Beginner’s Guide: Extract Transform Load (ETL)Playbook — Full and Incremental Load
Purpose: The goal of this article is to give an introductory guide on some basics of ETL as it relates to Data Engineering.
One of the most important and often overlooked core facets of data engineering is the creation of ETL pipelines. With the popularity of AI and ML projects and the concentration of demand for data scientists. It is easy to deem ETL as an old-fashioned approach to modern data analytics solutions. I have seen so many training programs overlook or give little attention to this subject area when teaching students about data engineering. ETL or ELT is actually more fundamental and necessary before any AI/ML or Data analytics project can be kicked off. The larger the organization the more important is the role of ETL jobs to the company’s Data Analytics teams.
Now let us talk about some of the core principles in building an ETL pipeline.
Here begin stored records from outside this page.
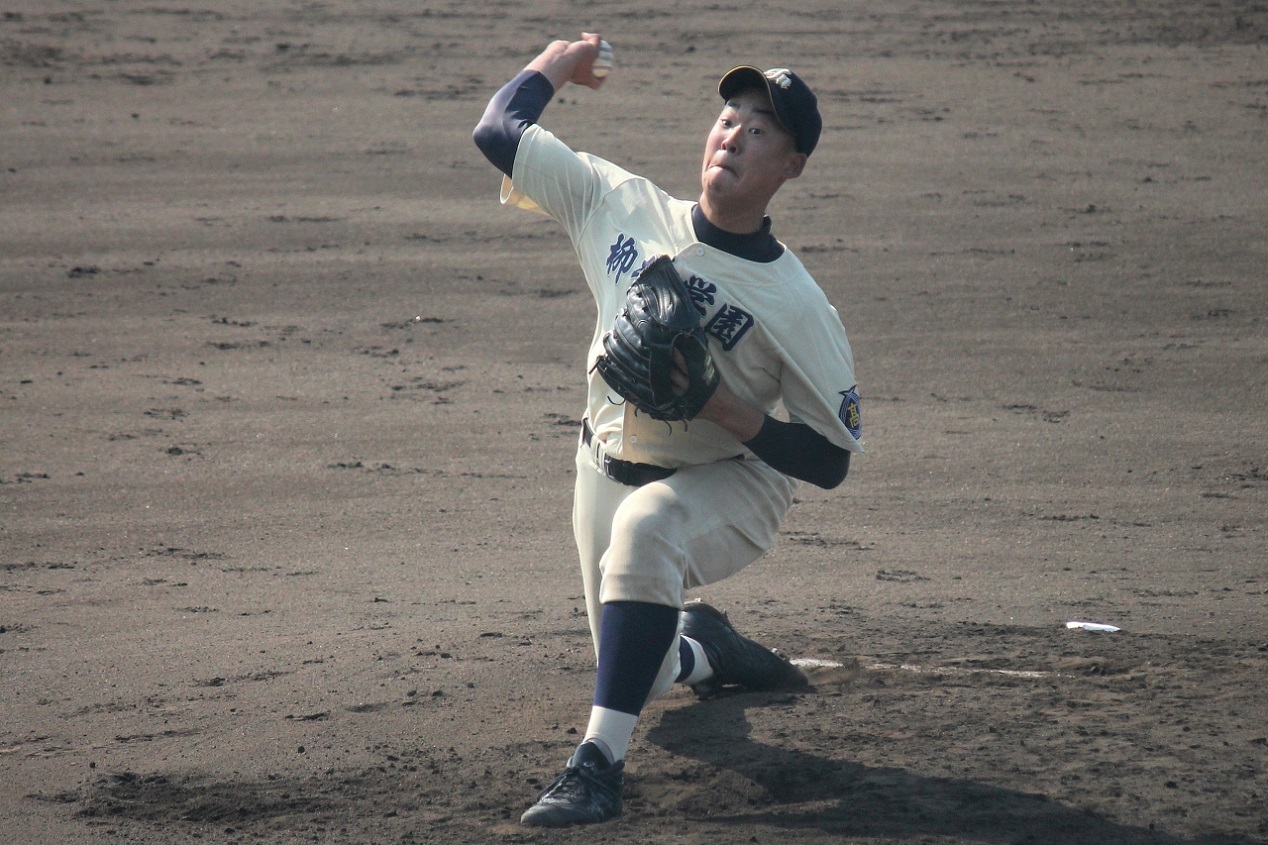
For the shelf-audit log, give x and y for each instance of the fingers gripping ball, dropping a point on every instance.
(602, 65)
(658, 319)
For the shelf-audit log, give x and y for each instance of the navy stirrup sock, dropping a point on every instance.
(634, 638)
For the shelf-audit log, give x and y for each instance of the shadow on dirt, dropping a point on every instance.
(802, 791)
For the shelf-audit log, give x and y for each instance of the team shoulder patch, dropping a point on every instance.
(850, 412)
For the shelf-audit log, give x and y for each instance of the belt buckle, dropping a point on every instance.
(613, 470)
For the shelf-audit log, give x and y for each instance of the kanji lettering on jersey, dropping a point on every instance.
(851, 412)
(729, 325)
(703, 293)
(623, 255)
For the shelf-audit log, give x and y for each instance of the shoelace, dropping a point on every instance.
(572, 783)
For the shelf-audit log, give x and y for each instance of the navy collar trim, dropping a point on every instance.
(757, 246)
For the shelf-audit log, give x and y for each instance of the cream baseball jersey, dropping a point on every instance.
(776, 340)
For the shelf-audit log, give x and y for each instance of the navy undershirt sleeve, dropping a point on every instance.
(517, 105)
(798, 451)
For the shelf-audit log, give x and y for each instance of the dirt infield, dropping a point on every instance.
(288, 406)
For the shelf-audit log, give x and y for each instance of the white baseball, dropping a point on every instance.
(602, 65)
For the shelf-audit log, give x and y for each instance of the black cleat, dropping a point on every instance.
(587, 791)
(736, 660)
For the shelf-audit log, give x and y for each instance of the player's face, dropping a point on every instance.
(748, 155)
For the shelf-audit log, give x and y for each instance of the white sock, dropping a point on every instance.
(610, 731)
(701, 671)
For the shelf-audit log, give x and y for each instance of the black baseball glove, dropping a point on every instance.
(658, 319)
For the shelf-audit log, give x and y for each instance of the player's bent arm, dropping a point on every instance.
(520, 103)
(517, 105)
(793, 448)
(798, 451)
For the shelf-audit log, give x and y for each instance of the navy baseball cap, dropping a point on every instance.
(795, 104)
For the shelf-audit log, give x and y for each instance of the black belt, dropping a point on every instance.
(635, 475)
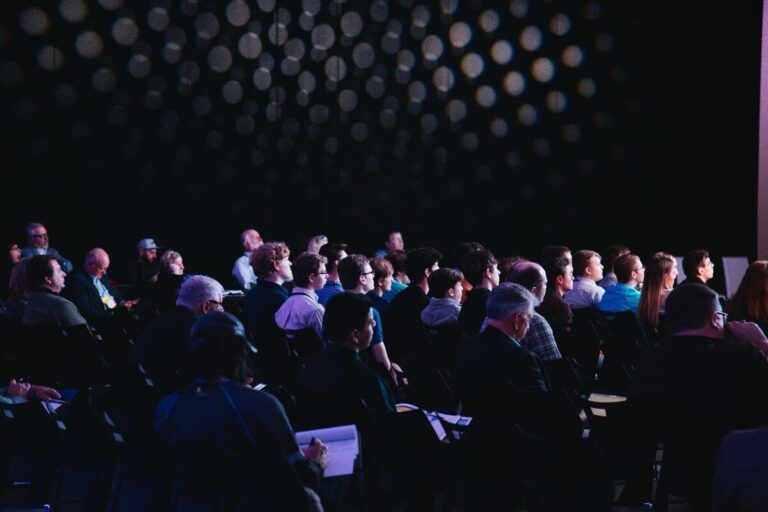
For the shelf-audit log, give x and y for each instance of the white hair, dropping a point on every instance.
(198, 289)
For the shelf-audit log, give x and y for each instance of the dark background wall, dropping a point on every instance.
(518, 124)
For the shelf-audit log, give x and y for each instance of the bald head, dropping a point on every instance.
(529, 275)
(251, 240)
(97, 262)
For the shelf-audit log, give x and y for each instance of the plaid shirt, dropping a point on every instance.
(540, 340)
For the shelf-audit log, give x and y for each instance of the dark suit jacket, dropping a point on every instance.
(81, 290)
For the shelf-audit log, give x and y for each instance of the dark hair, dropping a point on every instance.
(397, 259)
(304, 265)
(418, 261)
(350, 270)
(218, 348)
(332, 251)
(476, 263)
(442, 280)
(554, 251)
(689, 306)
(612, 253)
(693, 260)
(38, 268)
(623, 267)
(381, 268)
(344, 313)
(581, 260)
(264, 259)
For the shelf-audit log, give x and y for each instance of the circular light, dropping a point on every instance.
(485, 96)
(351, 24)
(232, 92)
(543, 69)
(530, 38)
(489, 20)
(125, 32)
(432, 47)
(363, 55)
(514, 83)
(207, 25)
(501, 52)
(89, 45)
(560, 24)
(219, 59)
(34, 21)
(74, 11)
(460, 34)
(323, 37)
(335, 68)
(249, 45)
(262, 79)
(50, 58)
(472, 65)
(238, 13)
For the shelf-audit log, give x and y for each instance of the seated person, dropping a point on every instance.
(220, 405)
(45, 280)
(445, 290)
(624, 295)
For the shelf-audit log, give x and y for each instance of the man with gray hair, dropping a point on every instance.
(539, 339)
(162, 348)
(37, 245)
(495, 358)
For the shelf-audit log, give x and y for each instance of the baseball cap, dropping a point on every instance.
(147, 243)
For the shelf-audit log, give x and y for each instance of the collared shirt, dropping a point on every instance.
(330, 289)
(243, 271)
(585, 293)
(540, 340)
(618, 298)
(301, 311)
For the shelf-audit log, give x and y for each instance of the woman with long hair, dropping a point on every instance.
(750, 302)
(660, 276)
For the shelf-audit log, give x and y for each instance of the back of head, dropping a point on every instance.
(693, 260)
(198, 289)
(350, 270)
(38, 268)
(265, 258)
(508, 298)
(419, 260)
(442, 280)
(304, 265)
(476, 263)
(344, 313)
(581, 260)
(218, 347)
(689, 306)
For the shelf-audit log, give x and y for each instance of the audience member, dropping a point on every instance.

These concepts are tool agnostic but essential.
Extract and Load
The most basic part of ETL is the act of moving data from one or more source systems to a destination system(s).
What are we extracting and loading?
Data of all kinds of forms can be copied from one source to a destination. Example copying tables from SQL server database to a Data lake storage.
Why are we extracting and load from source to destination system in analytical projects?
1. We want to reduce the resource contention on any source system when we run analytics, aggregation, or computations. Therefore, we prefer to move this data from the source system where the data is originally stored to another system that will be optimized for analytics
2. We want to combine multiple source system data into a single target destination database so that we can perform more insightful analytics across various data sources.
3. Most source systems are not designed with analytics in mind. Therefore, running analytical queries on the source system will cause huge performance issues.